Hierarchical organization of the dual pathway of central voice control. The lowest level (subsystem I) is represented by the sensorimotor phonatory nuclei in brainstem and spinal cord, which control laryngeal, articulatory, and respiratory muscles during production of innate vocalizations. The higher level within this system (subsystem II) is represented by the periaqueductal gray, cingulate cortex, and limbic input structures that control vocalization initiation and motivation as well voluntary emotional vocalizations. The highest level (subsystem III) is represented by the laryngeal/orofacial motor cortex in the vSMC with its input and output regions that are responsible for voluntary motor control of speech production. Dotted lines indicate direct connections between different regions within the voice-controlling system. Data from Simonyan and Horwitz (2011).
To that end, recent advances in mapping human brain organization have invigorated the interest in speech motor control. Combined knowledge derived from noninvasive and limited invasive studies of the central control of speech production is critically important as these methodologies are highly complementary and, at the same time, confirmatory of each other's findings. An array of high-resolution noninvasive neuroimaging techniques has been successfully used in healthy and diseased individuals to examine different aspects of speech production. At the same time, human patient volunteers undergoing neurosurgical treatment to remove brain tumor or epileptogenic foci during awake craniotomy as well as to temporarily implant electrode arrays for localization and modulation of pathologic states provide a unique opportunity to evaluate and refine our understanding of neural mechanisms underlying speech motor control. In this regard, electrocorticography (ECoG) studies provide an unprecedented combination of temporal (in milliseconds) and spatial (in millimeters) resolution along with a frequency bandwidth (up to hundreds of Hertz) that noninvasive imaging methods are not able to match. However, a potential caveat of these recordings is that they are not performed on entirely neurologically healthy brains, although electrophysiological data argue that recordings from unaffected brain regions do reflect normal brain function (Lachaux et al., 2012).

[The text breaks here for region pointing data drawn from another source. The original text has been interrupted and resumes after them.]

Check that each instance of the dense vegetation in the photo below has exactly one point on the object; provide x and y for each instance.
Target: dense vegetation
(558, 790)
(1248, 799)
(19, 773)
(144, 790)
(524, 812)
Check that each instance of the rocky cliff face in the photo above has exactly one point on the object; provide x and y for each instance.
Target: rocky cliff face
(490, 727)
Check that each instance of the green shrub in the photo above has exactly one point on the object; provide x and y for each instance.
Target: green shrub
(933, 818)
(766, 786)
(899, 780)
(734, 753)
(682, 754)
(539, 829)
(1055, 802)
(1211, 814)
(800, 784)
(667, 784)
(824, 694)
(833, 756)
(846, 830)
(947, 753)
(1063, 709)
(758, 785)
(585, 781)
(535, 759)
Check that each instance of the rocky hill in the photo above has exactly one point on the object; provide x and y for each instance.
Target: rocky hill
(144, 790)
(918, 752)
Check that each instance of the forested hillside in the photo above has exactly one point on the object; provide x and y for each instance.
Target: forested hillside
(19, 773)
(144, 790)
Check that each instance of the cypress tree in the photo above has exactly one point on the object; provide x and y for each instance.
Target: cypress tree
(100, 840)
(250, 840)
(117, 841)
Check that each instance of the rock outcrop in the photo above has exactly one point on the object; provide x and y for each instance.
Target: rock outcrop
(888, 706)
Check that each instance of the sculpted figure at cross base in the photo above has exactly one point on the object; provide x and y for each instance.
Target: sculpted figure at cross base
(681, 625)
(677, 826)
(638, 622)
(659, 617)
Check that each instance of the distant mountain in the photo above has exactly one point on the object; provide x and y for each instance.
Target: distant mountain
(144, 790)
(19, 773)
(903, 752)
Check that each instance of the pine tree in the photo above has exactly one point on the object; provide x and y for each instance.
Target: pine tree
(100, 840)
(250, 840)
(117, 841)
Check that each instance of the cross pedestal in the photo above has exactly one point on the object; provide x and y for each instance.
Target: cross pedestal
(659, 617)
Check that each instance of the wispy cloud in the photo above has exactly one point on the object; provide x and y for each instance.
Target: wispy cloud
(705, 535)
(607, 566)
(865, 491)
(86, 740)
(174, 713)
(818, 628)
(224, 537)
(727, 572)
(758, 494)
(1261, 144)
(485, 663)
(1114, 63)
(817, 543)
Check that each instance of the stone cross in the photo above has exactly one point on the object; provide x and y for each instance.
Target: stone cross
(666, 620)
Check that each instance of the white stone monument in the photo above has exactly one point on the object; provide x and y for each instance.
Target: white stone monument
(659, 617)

In this brief review, we highlight the detailed organization of the ventral sensorimotor cortex (vSMC) for speech production; discuss unique recordings of speech motocortical activity that identified the specialized function of the speech motor cortex; examine the organization of large-scale neural networks controlling speech production; and discuss the role of subcortical structures, such as the basal ganglia and cerebellum, in driving speech preparation, execution, and motor skill acquisition. We make an attempt to shift the persisting view of the speech motor cortex as a low-order unimodal brain region (Callan et al., 2006; Hickok and Poeppel, 2007; Hickok et al., 2011; Poeppel et al., 2012; Tankus et al., 2014; Guenther and Hickok, 2015; Kawai et al., 2015) by discussing its organizational diversity and operational heterogeneity.
The organization of the vSMC for speech control
Speech production is one of the most complex and rapid motor behaviors. It depends on the precise coordination of >100 laryngeal, orofacial, and respiratory muscles whose neural representations are located within the vSMC. Injury to this brain area causes impairment of movement of muscles controlling speech production (dysarthria), whereas bilateral damage to vSMC leads to inability to produce voluntary vocalizations. Because of perseverance of other pathways bypassing vSMC and controlling the initiation of nonverbal vocalizations (Fig. 1), such patients are occasionally able to initiate grunts, wails, and laughs, but they do not succeed in voluntary modulations of pitch, intensity, and the harmonious quality of their vocalizations (Simonyan and Horwitz, 2011). On the other hand, vSMC lesions in nonhuman primates have almost no effects on their vocalizations (Jürgens et al., 1982), which further suggests a highly specialized role of this region in the control of learned vocalizations, such as speech.
Our current conception of the sensorimotor cortex is heavily influenced by the homunculus model popularized by Wilder Penfield (Penfield and Boldrey, 1937). In the classic model, several key principles have defined our knowledge about the cortical representation of movement: (1) the precentral and postcentral gyri cleanly delineate motor from sensory functions, respectively; (2) an orderly topographic parcellation of brain regions corresponds to adjacent structures of the body; and (3) a particular body part or muscle maps one-to-one to the corresponding cortical site. The concept persisting for several decades regarding the vSMC organization featured a highly stereotyped, discretely ordered progression of representations for the lips, vocalization, jaw, tongue, and swallowing, respectively, along the dorsal-to-ventral extent of the central sulcus (Fig. 2A). However, over the past several years, electrocortical stimulation mapping as well as neurophysiological recordings have revealed that such somatotopical organization may be an oversimplification, especially in the context of speaking.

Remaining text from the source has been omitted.